Although not defining a domestication event, the results further strengthens previous hypotheses of
wolf domestication having taken place earlier than 16 kya, and even before the LGM (Germonpré et
al. 2009; Ovodov et al. 2011; Druzhkova et al. 2013).
Figure 7. Simplified graphical outline of the Siberian wolf’s
relationship to modern dogs and wolves.
22
Paper IV
Mitochondrial DNA from modern European brown bears has revealed a limited diversity and a
pronounced geographic structure, with two clades occurring in the south-west (clade 1) and north-east
(clade 3). Furthermore, a geographic subdivision has been made within clade 1 (1a & 1b), which has
been proposed to be the result of a separation between different refugial populations in southern
Europe during the LGM. The post-glacial re-expansion of these populations is thought to have created
the current phylogeograhic structure, and this process has been used to exemplify the
Expansion/Contraction model of populations responding to climate change and the availability of
habitat (Hewitt 1996, 1999). However, DNA from ancient brown bear remains has cast doubts on this
model and indicated a more complex phylogeographic structure before as well as after the LGM
(Hofreiter et al. 2004; Valdiosera et al. 2007, 2008).
In order to test these hypotheses and investigate temporal changes of the mentioned mitochondrial
clades in Europe, more than 300 samples of European brown bear remains were collected and
analyzed. A short sequence from the mitochondrial control region, previously used in a majority of
studies on ancient brown bears was amplified. The confirmed sequence data was combined with
published sequences, and direct or inferred ages were obtained for 121 of the samples. Both network
and phylogenies were constructed and geographical distributions of haplotypes were chronologically
analyzed. The results showed a high diversity comprising four distinct mitochondrial clades before the
LGM in Europe. Little geographic structure could be distinguished and a significant population
turnover was identified just before the LGM. In contrast to the previous assumption of bears being
confined to traditional southern refugia during the LGM, radiocarbon dated samples from Belgium and
France confirmed the presence of bears here during this period. A Bayesian SkyGrid analysis further
revealed several fluctuations in estimated population size (Fig. 8). First a marked increase
synchronized with the warming of Greenland Interstadial 1, and later an almost 10-fold decrease,
starting in the mid-Holocene. Measurements of stable nitrogen isotopes from the remains indicate a
shift towards increasing herbivory around the LGM in Europe. This dietary shift has previously been
suggested to result from such a niche becoming available through the extinction of the more
herbivorous cave bear (Ursus spelaeus) between 30-25 kyr BP (Münzel et al. 2011; Bocherens 2015).

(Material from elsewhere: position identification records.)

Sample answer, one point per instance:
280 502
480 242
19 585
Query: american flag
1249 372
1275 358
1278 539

More available habitats in the wake of the cave bear’s extinction might also be linked to a slightly
increasing trend shown in the SkyGrid plot, starting just before 30 kyr BP (Fig. 8). Thus, Effects from
inter-specific competition and human activities may have had a greater impact on European brown
bears than climate change.
23
Figure 8. Bayesian SkyGrid plot of estimated changes in effective population size through time in European
brown bears. Highlighted in blue; the Last Glacial Maximum (LGM) and Younger Dryas (YD), in pink;
Greenland Interstadial 1 (GI-1). Inset map shows the geographical distribution of radiocarbon dated remains
from the LGM along with their haplogroup assignment.
Paper V
During the 19th Century, intensified hunting caused the Scandinavian brown bear to suffer a major
decline in population size (Fig. 3), down to an estimated 130 animals as fewest (Swenson et al. 1995).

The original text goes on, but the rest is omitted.